Left: Punish Those Who Do Not Work! / Posters from the Former Soviet Union
Right: The plumbing in our house …, by V. Kunnap (1977) / “Fighting Pencil” Group
Involvement in the underground economy had become a fact of Soviet existence by 1980. Economic activities regarded as normal in market economies not only were prohibited under Soviet law, but also carried heavy penalties. The acquisition of consumer services (repairs of appliances and autos, medical services) and residential housing, the resale of scarce consumer goods, trade in western consumer goods such as blue jeans or cigarettes were on a par with criminal activities such as the narcotics trade and moonshine liqueur. Virtually every citizen became a de facto criminal in the quest for a more comfortable life. The command economy was strangled the growing consumer society and created ideal conditions for a black market. At fault were several factors: an economy of shortages with state-controlled prices set well below demand, and the gap between artificial domestic and free-market world prices. Malleable property rights and unaccounted state assets coupled with low administrative salaries gave birth to bribery and corruption. Central players in the second economy were criminal structures and the party bureaucrats who controlled the system.

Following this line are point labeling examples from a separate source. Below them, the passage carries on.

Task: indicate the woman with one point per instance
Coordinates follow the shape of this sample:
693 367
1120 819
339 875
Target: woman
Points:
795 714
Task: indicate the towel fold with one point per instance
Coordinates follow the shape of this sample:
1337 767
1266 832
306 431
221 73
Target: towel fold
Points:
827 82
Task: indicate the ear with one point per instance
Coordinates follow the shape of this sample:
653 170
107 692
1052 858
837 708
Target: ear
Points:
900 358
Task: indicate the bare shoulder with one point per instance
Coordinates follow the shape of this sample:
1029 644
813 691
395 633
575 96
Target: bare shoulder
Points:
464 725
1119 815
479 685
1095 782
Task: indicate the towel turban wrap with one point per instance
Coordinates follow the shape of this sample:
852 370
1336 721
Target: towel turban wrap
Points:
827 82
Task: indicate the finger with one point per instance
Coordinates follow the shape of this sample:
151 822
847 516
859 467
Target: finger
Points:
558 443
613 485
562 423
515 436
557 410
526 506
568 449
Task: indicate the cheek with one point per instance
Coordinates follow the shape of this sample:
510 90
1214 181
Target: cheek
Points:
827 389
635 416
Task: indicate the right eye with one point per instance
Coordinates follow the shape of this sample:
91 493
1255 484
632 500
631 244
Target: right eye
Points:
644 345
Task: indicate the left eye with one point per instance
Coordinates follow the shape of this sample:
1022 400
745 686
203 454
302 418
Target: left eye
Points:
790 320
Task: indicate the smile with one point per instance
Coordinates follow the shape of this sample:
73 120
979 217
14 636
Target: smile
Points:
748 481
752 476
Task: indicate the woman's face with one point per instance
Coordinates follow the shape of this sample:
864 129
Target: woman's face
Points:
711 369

Left: Let’s work harder, comrades! / Posters from the Former Soviet Union
Right: Live and Work with a Clear Conscience / Posters from the Former Soviet Union
The underground economy both aided and impeded the growth of the Soviet economy. The system was more efficient when independent agents circumvented artificial price and production controls, thus buffering average citizens from the inefficient allocation of resources by central planners. Growth in the unofficial sector far outstripped growth in the stagnant official economy. Yet obligatory law-breaking had a corrosive effect on society, and undermined the legitimacy of the state. Although authorities periodically attempted crackdowns, their ultimate targets were themselves highly placed party officials. Brezhnev’s own family was deeply involved in the black market. Many observers mistook black marketeers for proto-capitalists. However, when the fall of the Soviet Union in 1991 took with it the state-planning system, they evolved not into entrepreneurs, but into large-scale criminal racketeers who throttle the economy today no less than state planners once did.